Bis répétita pour les Phénix, qui tentaient désormais de réduire la marque avant le repos. Et ce fut chose faite à la 38ème, encore une fois sur une supériorité, car les gros canons rémois faisaient parler d’eux quand Vrielynck glissait un rebond de Michaud dans un trou de souris (5-6, 37’44). L’espoir restait donc intact pour la troupe à Martin-Whalen, qui achevait le tiers avec toujours une unité de retard au tableau d’affichage.
 
A l’entame de la troisième période, la mission était claire pour les locaux. Revenir au plus vite, tout en ne se jetant pas trop à l’abordage, sous peine de subir la sanction d’un Gauthier ou encore Vargas Dias. La défensive rémoise manquait d’un peu de sérénité et concédait assez vite une pénalité. Cergy ne laissait pas une pareille occasion passer et, sur une action rondement menée, Vargas Dias se présentait seul face à Kubis et marquait avec sang froid (5-7, 46’03).
 
Le temps commençait à se faire pressant pour les Rémois dans l’optique d’un retour.
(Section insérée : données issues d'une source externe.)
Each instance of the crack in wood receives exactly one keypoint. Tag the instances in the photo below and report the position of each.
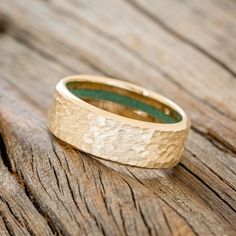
(179, 36)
Mais, quatre minutes plus tard, Kaisjoki délivrait un caviar à Jérémy Sabatier, qui ne se faisait pas prier pour relancer ses couleurs (6-7, 50’40). Les dix dernières minutes allaient être stressantes pour les deux équipes et le coach des Jokers d’être le premier à demander un temps-mort pour mobiliser ses troupes. Cergy se repliant, les espaces se faisaient donc plus rares et les occasions aussi pour les Rémois. Pourtant une pénalité de Delage offrait une ultime occasion aux Phénix de revenir à égalité, mais ceux-ci se voyaient pénalisés à leur tour quelques secondes après. Dès lors, et malgré la sortie de Kubis, Reims échouait dans sa tentative de retour. Les Jokers pouvaient célébrer à la sirène leur victoire sur les Phénix.
 
Comme devant Courbevoie, Reims avait traîné son retard du premier acte tout au long de la rencontre, un retard lui coûtant beaucoup d’énergie dans un match à sa porté et se soldant par une courte défaite au final. Le week-end prochain, les Phénix s’attaqueront à la montagne brestoise, où la troupe à François Dusseau n’aura rien à perdre.

Reims - Cergy 6-7 (3-4, 2-2, 1-1).
Samedi 31 octobre 2009 à 20h00 à Bocquaine. 582 spectateurs.
Arbitrage de Stéphane Peronnin assisté de Julia Cruchandeau et Adrien Ernecq.
Pénalités : Reims 16' (6', 6', 4'), Cergy 12' (4', 6', 2').
Évolution du score :
0-1 à 00'31" : Gauthier assisté de Vargas Dias
1-1 à 02’50" : J. Sabatier
2-1 à 03‘09" : Cahill assisté de Prochazka
2-2 à 04’07" : Gauthier assisté de Vargas Dias (inf. num.)
2-3 à 09‘08" : Gauthier assisté de Niec
2-4 à 11‘08" : Gauthier
3-4 à 14'32" : Cahill assisté de Prochazka et Vrielynck (sup. num.)
4-4 à 31’16" : Martin-Whalen assisté de J. Sabatier
4-5 à 34‘50" : Gauthier assisté de Vargas Dias (sup. num.)
4-6 à 35’26" : Fontaine assisté de Hostein
5-6 à 37‘44" : Vrielynck (sup. num.)
5-7 à 46‘03" : Vargas Dias assisté de Gauthier et Michaud (sup. num.)